A 55-year-old previously healthy woman presented with subacute abdominal distension and acute emesis. On examination, she was found to be hypotensive and hypoxemic with evidence of ascites. Laboratory evaluation was notable for severe transaminase elevation (AST 2500, ALT 1300), leukocytosis to 53,000 per cubic millimeter, hemoglobin of 20 mg/dL, and a mildly elevated erythropoietin level. Imaging demonstrated an acute portal vein thrombus as well as a right-to-left intracardiac shunt. A bone marrow biopsy revealed trilineage hypercellularity with an erythroid predominance and JAK-2 positivity.

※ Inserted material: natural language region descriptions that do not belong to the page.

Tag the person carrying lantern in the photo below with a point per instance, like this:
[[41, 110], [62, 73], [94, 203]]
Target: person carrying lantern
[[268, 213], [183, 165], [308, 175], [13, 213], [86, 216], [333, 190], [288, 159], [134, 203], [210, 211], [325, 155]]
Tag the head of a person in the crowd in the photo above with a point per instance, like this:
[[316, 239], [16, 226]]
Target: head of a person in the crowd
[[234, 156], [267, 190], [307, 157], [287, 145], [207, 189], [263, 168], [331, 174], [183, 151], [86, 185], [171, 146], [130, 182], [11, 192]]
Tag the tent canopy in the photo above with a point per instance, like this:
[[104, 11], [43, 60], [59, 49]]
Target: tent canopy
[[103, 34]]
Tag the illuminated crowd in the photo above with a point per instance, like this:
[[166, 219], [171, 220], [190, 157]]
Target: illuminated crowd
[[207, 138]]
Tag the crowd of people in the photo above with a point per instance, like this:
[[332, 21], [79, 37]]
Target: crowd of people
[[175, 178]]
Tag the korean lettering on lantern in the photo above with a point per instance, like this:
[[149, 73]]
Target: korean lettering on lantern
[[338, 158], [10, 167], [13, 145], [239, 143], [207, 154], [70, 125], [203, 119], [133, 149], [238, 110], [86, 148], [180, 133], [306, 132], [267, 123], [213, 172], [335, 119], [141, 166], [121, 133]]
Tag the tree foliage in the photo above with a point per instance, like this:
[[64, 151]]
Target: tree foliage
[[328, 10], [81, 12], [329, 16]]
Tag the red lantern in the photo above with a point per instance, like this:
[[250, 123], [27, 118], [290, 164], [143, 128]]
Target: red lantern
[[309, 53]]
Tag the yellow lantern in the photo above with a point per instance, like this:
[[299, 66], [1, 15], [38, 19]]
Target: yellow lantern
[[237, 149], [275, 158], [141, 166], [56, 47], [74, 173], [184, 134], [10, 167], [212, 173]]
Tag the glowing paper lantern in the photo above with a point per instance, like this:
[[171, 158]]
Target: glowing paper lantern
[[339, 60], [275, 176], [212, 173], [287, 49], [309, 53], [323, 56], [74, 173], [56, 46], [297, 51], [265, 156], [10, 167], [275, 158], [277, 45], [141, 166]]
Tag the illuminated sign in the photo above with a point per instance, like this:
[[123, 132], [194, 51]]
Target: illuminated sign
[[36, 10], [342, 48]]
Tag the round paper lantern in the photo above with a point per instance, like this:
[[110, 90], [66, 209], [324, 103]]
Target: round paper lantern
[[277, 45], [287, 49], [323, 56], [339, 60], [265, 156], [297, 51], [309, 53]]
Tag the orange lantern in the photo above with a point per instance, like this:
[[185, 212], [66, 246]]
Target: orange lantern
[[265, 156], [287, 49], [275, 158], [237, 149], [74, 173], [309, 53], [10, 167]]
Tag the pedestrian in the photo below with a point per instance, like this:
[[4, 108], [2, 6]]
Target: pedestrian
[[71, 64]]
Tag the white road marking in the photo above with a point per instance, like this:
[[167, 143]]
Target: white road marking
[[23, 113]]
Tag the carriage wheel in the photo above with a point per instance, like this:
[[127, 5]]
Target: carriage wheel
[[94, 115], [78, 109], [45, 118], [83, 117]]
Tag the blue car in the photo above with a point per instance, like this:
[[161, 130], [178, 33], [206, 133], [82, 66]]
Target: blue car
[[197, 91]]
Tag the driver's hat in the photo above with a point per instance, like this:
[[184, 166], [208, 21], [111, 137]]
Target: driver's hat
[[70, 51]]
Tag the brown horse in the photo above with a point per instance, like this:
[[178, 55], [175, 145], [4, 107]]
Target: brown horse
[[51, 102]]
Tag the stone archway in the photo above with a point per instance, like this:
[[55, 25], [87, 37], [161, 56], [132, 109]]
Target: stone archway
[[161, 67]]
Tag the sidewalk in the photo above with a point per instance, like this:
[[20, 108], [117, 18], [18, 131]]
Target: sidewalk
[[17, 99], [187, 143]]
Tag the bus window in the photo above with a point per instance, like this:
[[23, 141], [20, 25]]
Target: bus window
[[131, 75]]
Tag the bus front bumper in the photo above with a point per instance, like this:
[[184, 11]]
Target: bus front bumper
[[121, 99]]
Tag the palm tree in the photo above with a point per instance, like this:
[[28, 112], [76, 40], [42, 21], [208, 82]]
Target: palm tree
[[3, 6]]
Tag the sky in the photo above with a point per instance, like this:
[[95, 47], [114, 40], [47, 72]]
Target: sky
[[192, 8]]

The ultimate diagnosis was polycythemia vera with a secondary EPO-dependent polycythemia (likely secondary to her intracardiac shunt).

Teaching points

An absolute erythrocytosis refers to elevation in the red blood cell (RBC) mass and can be due to primary bone marrow, secondary (e.g., hypoxia, erythropoietin secreting tumors), and congenital etiologies. A key branch point is evaluation of the erythropoietin level (the primary stimulus for RBC synthesis), with normal/suppressed levels suggesting the presence of a primary or congenital disorder. Polycythemia vera (PV) is the most common primary erythrocytosis and lies on the spectrum of myeloproliferative neoplasms. Thrombosis and bleeding are life-threatening complications.